Re: Sachs 505/1D Low End Bog Saga (after warm) - need help

Thanks Pat and Willd. Good to know for sure. I'll double check it follows that same path you described.

And yeah, the condenser was installed new last summer.

Re: Sachs 505/1D Low End Bog Saga (after warm) - need help

I have wasted way too much time fiddling with a 505 1C, just as an experiment ya know.

There are some great suggestions here already but I'd focus on:

Timing 17°-19° I used the no flywheel key method

Lean the carb a bit, but my biggest suggestion would be to lose the foam air filter. Go with either the Puch rubber and mesh filter or experiment with the jbot shampoo air box method.

I tried the Puch MLM velocity stack filter and it didn't seem to like the restrictive foam element. I might try some fiberglass window screen.

Re: Sachs 505/1D Low End Bog Saga (after warm) - need help

I also had problems with old exterior coils. I had a few that worked, never failed, but when swapped out with new it affected the jetting. Drove me crazy learning to tune a clone phbg on a non Sachs ped.

Re: Sachs 505/1D Low End Bog Saga (after warm) - need help

♣Slew Foot♣ /

It's the backscavenging the carb always needs a little restriction.

Re: Sachs 505/1D Low End Bog Saga (after warm) - need help

Thanks Frank and Slew Foot.

I'm currently running the bing hi-flow foam filter

https://www.treatland.tv/bing-air-filter-p/puch-bing-black-foam-filter.htm

Seems everyone is in agreement about the timing needing to be 17 deg.

I'll definitely go for that.

Also noticing consistent blow by on the piston, so I'm going to swap that out for a new Meteor Single Ring piston (and ring).
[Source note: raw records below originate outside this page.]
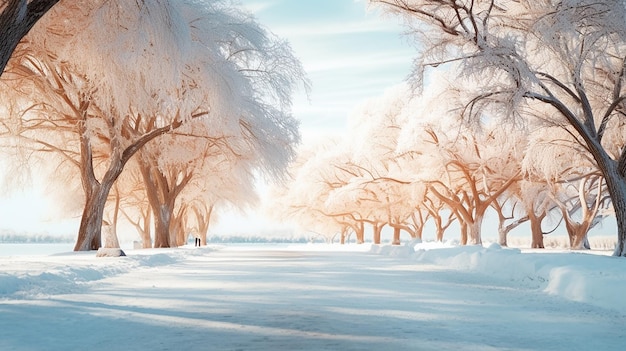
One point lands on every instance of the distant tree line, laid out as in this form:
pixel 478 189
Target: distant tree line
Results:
pixel 159 112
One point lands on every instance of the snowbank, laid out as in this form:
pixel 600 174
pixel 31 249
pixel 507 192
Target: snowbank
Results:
pixel 594 278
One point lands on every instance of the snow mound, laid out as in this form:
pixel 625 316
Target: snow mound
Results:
pixel 584 277
pixel 69 273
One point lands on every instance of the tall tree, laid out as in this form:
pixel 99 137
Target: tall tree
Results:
pixel 568 55
pixel 125 73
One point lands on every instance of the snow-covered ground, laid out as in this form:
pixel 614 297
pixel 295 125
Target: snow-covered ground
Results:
pixel 314 297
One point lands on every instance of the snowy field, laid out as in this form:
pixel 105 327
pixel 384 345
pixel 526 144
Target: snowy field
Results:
pixel 314 297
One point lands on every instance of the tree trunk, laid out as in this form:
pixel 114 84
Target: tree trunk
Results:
pixel 161 226
pixel 90 230
pixel 535 228
pixel 377 230
pixel 396 236
pixel 14 26
pixel 438 228
pixel 463 232
pixel 359 232
pixel 475 231
pixel 616 185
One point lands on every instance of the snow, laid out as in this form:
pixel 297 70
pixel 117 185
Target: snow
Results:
pixel 419 296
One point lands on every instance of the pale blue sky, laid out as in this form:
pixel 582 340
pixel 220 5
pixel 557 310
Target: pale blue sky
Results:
pixel 349 52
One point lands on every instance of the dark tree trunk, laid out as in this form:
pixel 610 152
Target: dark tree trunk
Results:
pixel 14 27
pixel 396 236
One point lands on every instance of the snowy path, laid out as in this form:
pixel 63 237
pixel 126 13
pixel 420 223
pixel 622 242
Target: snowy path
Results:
pixel 279 299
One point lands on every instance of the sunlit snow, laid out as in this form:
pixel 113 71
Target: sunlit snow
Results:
pixel 314 297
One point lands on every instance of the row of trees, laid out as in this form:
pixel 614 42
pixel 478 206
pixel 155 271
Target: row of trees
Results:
pixel 413 159
pixel 563 62
pixel 161 109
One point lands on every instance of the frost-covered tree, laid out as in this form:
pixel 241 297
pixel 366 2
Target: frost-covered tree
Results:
pixel 567 55
pixel 125 73
pixel 569 177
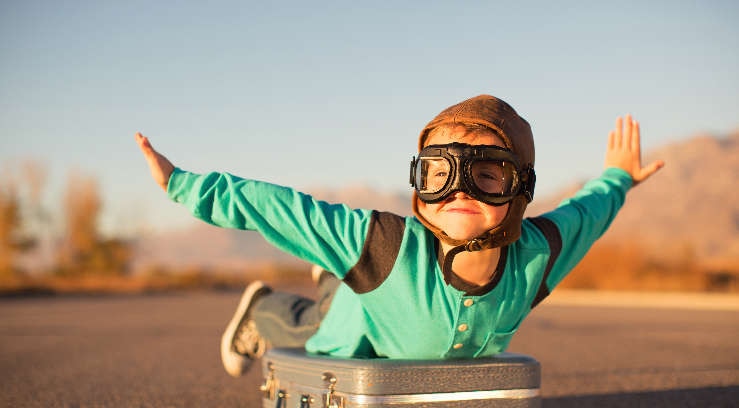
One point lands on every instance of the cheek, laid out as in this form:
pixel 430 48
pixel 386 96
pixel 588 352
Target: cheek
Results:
pixel 427 210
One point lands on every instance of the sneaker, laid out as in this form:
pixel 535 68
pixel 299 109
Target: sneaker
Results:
pixel 241 343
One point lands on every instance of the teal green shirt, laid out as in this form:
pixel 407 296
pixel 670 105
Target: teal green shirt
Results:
pixel 396 303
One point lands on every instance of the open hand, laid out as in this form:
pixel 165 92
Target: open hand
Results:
pixel 160 167
pixel 624 150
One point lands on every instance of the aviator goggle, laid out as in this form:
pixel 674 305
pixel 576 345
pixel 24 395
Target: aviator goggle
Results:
pixel 487 173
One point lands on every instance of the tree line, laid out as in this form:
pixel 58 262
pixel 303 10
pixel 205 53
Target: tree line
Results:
pixel 78 249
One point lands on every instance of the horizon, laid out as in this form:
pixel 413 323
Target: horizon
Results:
pixel 227 86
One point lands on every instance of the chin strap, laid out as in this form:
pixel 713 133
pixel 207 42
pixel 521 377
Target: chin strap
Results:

Didn't think about the coil, figured that would just fail if it was malfunctioning. I'll take a look into that too.

Thanks guys!

Re: Sachs 505/1D Low End Bog Saga (after warm) - need help

♣Slew Foot♣ /

Shits and giggles...

Run 3/4 marvel mystery oil to 1/4 synthetic atf. Blaster oil.

It might be glazing of the clutch the mmo will make it slip to higher rpms before engagement w/o glazing.